Saturday, April 2, 2011

A Brief Foray

A quick sally into a realm I do not dare attempt conquer. A lady arrived in my ED today, status post her second elective abortion, about six weeks ago. She was obviously poor and uneducated. She was having some lower abdominal cramping. She had also experienced some spotting after her bleeding had stopped from the abortion. She was concerned, but didn't want to see her OB, because she felt ashamed of what she had done with her last pregnancy. After a thourough evaluation, the only abnormality I could find was a positive HCG. Ultrasound confirmed a gestational sack, and I took her the news. Your pregnant.

Friday, April 1, 2011

Gun Debate from The Grunt Doc

Check out the Grunt Doc Blog, if you haven't already, probably the most nationally recognised blog in EM. A recent post there about the following Florida debate as posted below led me to comment, and posted at bottom is the comment I made in reply to others. Please see Grunt Doc page for full story.
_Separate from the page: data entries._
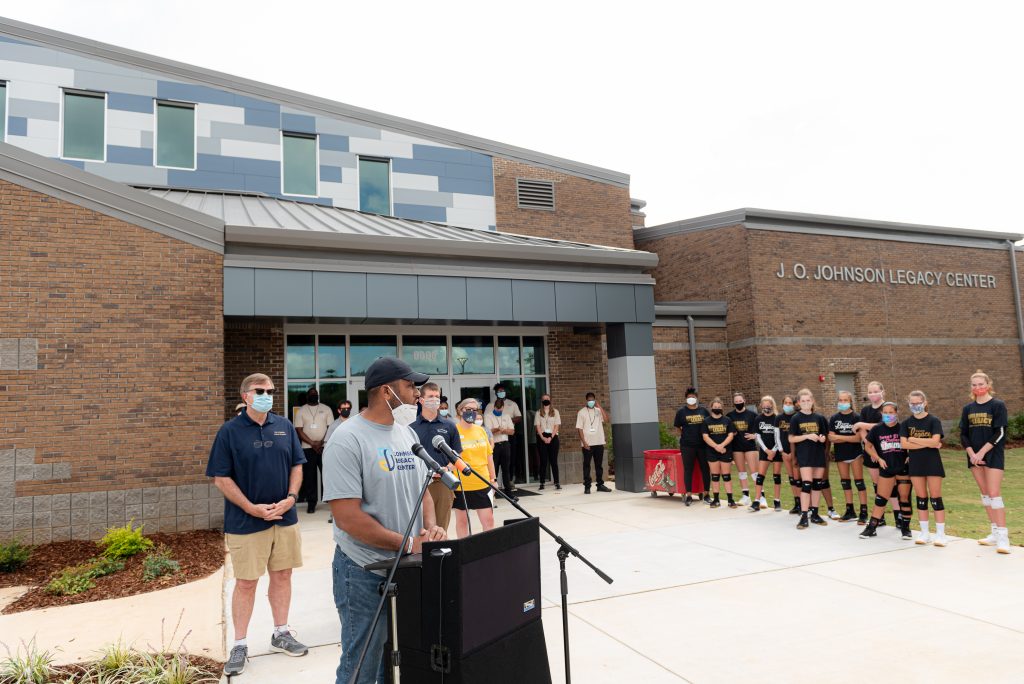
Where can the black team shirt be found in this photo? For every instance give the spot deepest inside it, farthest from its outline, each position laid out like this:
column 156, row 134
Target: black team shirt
column 691, row 420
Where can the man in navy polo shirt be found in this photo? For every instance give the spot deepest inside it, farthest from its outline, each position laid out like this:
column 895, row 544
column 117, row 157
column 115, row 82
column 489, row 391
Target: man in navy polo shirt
column 256, row 462
column 426, row 425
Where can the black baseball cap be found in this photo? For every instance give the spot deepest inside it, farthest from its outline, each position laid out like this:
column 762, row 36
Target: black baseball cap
column 389, row 369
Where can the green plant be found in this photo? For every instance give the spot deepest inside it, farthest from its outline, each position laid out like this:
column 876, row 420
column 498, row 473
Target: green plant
column 27, row 666
column 124, row 542
column 78, row 579
column 158, row 563
column 13, row 555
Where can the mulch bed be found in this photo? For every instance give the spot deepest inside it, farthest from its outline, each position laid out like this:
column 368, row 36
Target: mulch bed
column 201, row 553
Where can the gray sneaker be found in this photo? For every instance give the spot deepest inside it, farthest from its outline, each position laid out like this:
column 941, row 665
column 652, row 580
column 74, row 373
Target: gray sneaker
column 286, row 643
column 237, row 660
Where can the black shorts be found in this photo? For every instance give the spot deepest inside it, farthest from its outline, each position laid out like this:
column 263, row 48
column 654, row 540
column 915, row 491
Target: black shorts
column 476, row 499
column 926, row 465
column 996, row 461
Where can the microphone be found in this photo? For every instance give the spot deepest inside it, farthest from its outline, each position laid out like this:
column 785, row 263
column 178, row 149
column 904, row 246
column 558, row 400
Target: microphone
column 450, row 480
column 439, row 443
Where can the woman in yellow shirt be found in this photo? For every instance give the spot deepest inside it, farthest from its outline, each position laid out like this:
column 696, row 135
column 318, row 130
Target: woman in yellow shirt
column 478, row 454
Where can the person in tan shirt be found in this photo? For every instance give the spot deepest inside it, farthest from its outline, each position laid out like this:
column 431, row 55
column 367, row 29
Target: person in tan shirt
column 311, row 422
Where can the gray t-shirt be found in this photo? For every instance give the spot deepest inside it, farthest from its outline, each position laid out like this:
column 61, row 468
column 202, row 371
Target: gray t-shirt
column 375, row 463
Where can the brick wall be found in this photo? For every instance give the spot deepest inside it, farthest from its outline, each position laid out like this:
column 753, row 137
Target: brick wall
column 253, row 345
column 126, row 391
column 586, row 211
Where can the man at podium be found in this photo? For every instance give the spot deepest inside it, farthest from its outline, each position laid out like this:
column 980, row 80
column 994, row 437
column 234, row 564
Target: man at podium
column 372, row 481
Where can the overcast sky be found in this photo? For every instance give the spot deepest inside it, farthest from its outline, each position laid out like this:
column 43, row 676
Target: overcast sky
column 900, row 111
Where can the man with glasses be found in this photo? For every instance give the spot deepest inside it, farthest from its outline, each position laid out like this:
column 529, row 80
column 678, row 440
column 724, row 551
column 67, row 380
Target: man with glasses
column 256, row 462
The National Rifle Association and other gun rights groups had pushed for a much stronger bill that would have precluded doctors, in many cases, from asking patients about whether they own guns. Backers of the measure, sponsored by Sen. Greg Evers, R-Baker, had said patients were being harassed over gun ownership.
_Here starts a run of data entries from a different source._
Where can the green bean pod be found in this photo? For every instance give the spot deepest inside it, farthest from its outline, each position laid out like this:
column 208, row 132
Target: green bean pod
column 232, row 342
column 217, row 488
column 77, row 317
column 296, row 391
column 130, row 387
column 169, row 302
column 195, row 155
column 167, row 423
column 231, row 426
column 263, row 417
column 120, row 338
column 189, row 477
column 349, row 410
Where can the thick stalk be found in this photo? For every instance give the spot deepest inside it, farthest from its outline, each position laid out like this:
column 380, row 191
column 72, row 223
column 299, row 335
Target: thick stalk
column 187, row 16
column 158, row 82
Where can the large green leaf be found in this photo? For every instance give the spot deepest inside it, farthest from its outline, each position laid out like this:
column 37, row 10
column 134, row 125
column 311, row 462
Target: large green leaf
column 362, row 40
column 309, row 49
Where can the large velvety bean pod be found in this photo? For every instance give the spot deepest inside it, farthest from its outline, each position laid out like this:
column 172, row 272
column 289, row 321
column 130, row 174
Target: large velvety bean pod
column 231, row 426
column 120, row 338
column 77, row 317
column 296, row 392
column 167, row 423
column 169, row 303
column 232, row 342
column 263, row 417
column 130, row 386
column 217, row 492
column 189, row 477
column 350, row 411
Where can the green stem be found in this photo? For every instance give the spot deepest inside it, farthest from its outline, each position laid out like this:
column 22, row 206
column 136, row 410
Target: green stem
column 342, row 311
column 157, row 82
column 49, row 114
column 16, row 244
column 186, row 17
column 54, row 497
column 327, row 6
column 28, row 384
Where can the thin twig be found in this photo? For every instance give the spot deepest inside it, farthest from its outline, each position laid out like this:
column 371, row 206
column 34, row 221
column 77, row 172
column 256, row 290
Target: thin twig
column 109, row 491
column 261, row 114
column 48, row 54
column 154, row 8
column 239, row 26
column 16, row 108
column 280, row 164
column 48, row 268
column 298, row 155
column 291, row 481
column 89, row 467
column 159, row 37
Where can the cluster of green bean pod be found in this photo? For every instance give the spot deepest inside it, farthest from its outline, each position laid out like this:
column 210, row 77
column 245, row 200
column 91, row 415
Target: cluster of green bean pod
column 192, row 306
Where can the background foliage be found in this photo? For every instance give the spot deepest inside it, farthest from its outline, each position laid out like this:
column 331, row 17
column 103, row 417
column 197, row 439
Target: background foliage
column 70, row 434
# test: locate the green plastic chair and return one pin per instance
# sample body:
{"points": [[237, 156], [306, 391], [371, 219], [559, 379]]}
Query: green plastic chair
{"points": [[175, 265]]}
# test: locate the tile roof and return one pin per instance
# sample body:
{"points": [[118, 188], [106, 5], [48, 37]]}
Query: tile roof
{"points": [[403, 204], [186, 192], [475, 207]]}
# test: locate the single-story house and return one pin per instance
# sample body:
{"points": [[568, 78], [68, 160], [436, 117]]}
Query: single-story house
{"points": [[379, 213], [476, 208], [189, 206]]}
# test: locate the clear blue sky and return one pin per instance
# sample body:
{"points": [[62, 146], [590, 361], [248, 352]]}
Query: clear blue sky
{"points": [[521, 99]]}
But citing the confidentiality of what is said between doctors and patients, and a broader desire to protect other members of patients’ families, doctors had pushed back hard against the bill (SB 432). The issue had promised a fight between two of the most powerful lobbies at the Florida Capitol.
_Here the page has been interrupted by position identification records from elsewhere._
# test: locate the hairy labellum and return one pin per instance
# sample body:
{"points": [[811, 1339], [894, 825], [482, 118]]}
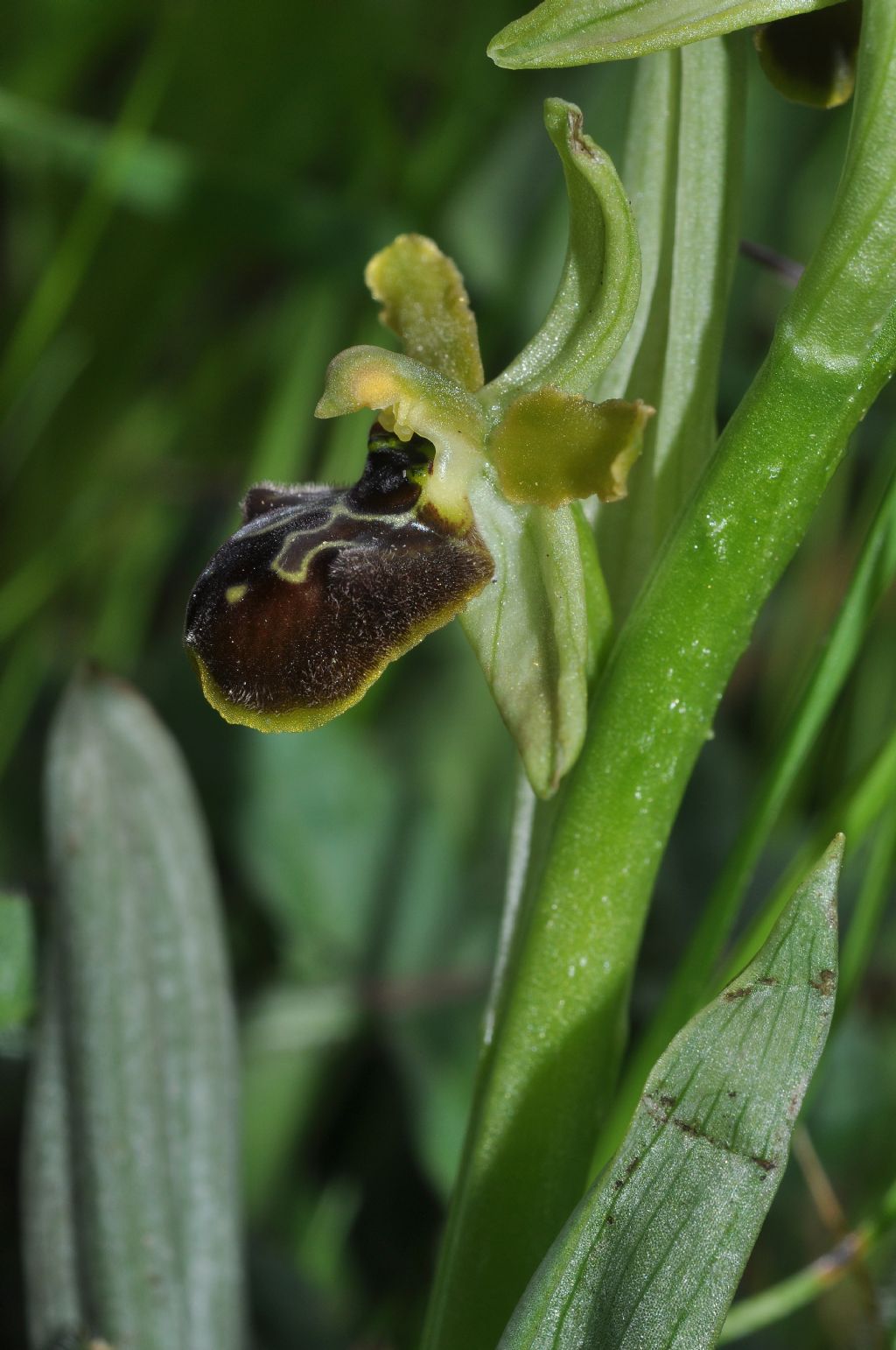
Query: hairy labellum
{"points": [[303, 608]]}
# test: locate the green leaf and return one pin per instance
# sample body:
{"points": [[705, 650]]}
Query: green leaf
{"points": [[17, 961], [529, 630], [598, 291], [575, 32], [427, 304], [540, 1098], [131, 1200], [873, 575], [654, 1252], [303, 872], [550, 448]]}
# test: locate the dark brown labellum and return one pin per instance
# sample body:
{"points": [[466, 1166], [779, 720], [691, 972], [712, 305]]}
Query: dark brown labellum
{"points": [[305, 605]]}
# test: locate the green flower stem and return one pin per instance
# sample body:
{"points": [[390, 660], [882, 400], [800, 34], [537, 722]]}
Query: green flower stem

But an amendment adopted before the committee’s vote on Monday would now generally allow doctors to ask questions about gun ownership, as long as the physician doesn’t “harass” the patient, and doesn’t enter the information into the patient’s record without a good reason. That leaves enough room that doctors now support the measure, as does the NRA.

via Doctors, Gun Groups Compromise on Gun Ownership Questions
Sunshine State News

5.doc hog Says:

April 1st, 2011 at 9:42 am

Drug, gang violence, maybe. Kids for sure. Professor Hale, I have no trigger locks either, but that is a standard safety question that can be found in many pediatric text books right there with car seats, toxic materials in home, etc. It is just to allow parents to think about safety, there is no law that says they have to have the locks, and we wouldn’t pursue it any further. Doctors are in a unique place at the crossroads between science and the humanities, and we have always been directly in the “social change lane.” See Howard Dean, Rand Paul, Ron Paul, Jean Paul Marat, Bill Frist, Che Guevera, Anton Chekov, Arthur Conan Doyle, W. Somerset Maugham, William Carlos Williams, Oliver Wendall Holmes, James Mchenry (US Constituition signer), among many, many others. We are an integral part of social change. Like I said, I own multiple guns, and they would have to pry them from my cold dead hands to get them, but we are not talking about gun control here.